Angola deu um passo estratégico na afirmação do seu posicionamento internacional ao lançar oficialmente a candidatura da Embaixadora Josefa Leonel Correia Sacko ao cargo de Directora-Geral da Organização das Nações Unidas para a Alimentação e Agricultura (FAO) para o período 2027-2031.
O anúncio decorreu esta quinta-feira, 2 de abril de 2026, em Luanda, numa cerimónia presenciada pelo Ministro da Agricultura e Florestas, Isaac dos Anjos, e liderada pelo Ministro das Relações Exteriores, Tete António.
Para Angola, esta candidatura representa muito mais do que uma ambição diplomática: trata-se de uma oportunidade concreta para reforçar a influência do país na definição das políticas agrícolas globais e acelerar a transformação do seu próprio sector agroalimentar.
O Ministro da Agricultura destacou o papel central da FAO no desenvolvimento agrário, sublinhando que a liderança da organização por uma figura angolana poderá criar condições favoráveis para impulsionar prioridades estratégicas como a segurança alimentar, o aumento da produtividade e a modernização das cadeias de valor.
Josefa Sacko surge como uma candidata com forte reconhecimento internacional, tendo representado Angola na Organização Internacional do Café e desempenhado funções de destaque como Comissária da União Africana para Agricultura, Desenvolvimento Rural, Economia Azul e Ambiente Sustentável. O seu percurso está profundamente ligado à implementação da Declaração de Malabo, orientada para o crescimento agrícola e a segurança alimentar em África.
Do ponto de vista da AgriHeroes, esta candidatura assume particular relevância para o futuro do sector agrícola angolano no contexto global. A eventual liderança da FAO por uma representante de Angola poderá contribuir para:
• Reforçar a visibilidade internacional dos produtos agrícolas angolanos, facilitando o acesso a novos mercados;
• Acelerar a adopção de normas e certificações internacionais, fundamentais para a competitividade das exportações;
• Atrair investimento e financiamento multilateral para projectos estruturantes no sector;
• Promover inovação, capacitação técnica e transferência de conhecimento para os produtores nacionais.

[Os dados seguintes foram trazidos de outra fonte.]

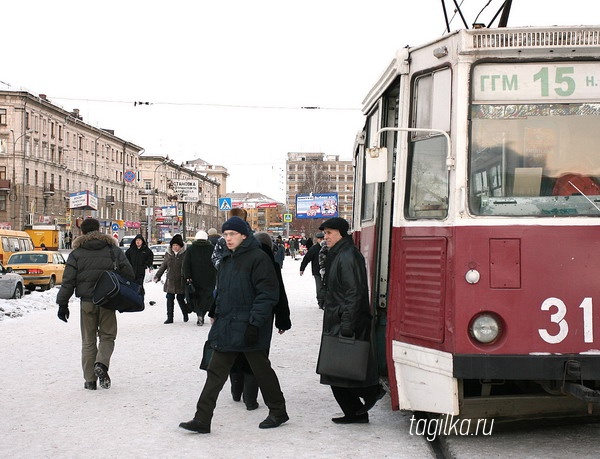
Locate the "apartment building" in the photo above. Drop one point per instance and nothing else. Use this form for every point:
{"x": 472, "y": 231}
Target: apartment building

Durante a apresentação da candidatura, o Ministro Tete António destacou que o perfil da diplomata reúne competências essenciais para enfrentar desafios globais como a segurança alimentar e as alterações climáticas, evidenciando capacidade de liderança, diálogo e construção de consensos.
Outro ponto sublinhado foi a importância simbólica e estrutural desta candidatura para o reforço da liderança feminina nas organizações internacionais, num sector onde as mulheres desempenham um papel central, mas continuam sub-representadas nos níveis de decisão.
Entre as prioridades apresentadas por Josefa Sacko está a descentralização da FAO, defendendo um reforço do papel dos escritórios regionais e nacionais para garantir maior proximidade e eficácia no apoio aos países, especialmente no aumento da produtividade agrícola e no combate à má nutrição.
A candidatura angolana reflete também uma ambição mais ampla: fortalecer a voz de África na governação global da agricultura e alinhar as políticas internacionais com as reais necessidades dos países em desenvolvimento.
Num momento em que a segurança alimentar e a resiliência das cadeias agroalimentares estão no centro da agenda mundial, a possível eleição de Josefa Sacko poderá representar um ponto de viragem não só para Angola, mas para todo o continente africano, posicionando-o como um actor mais influente e competitivo no mercado agrícola internacional.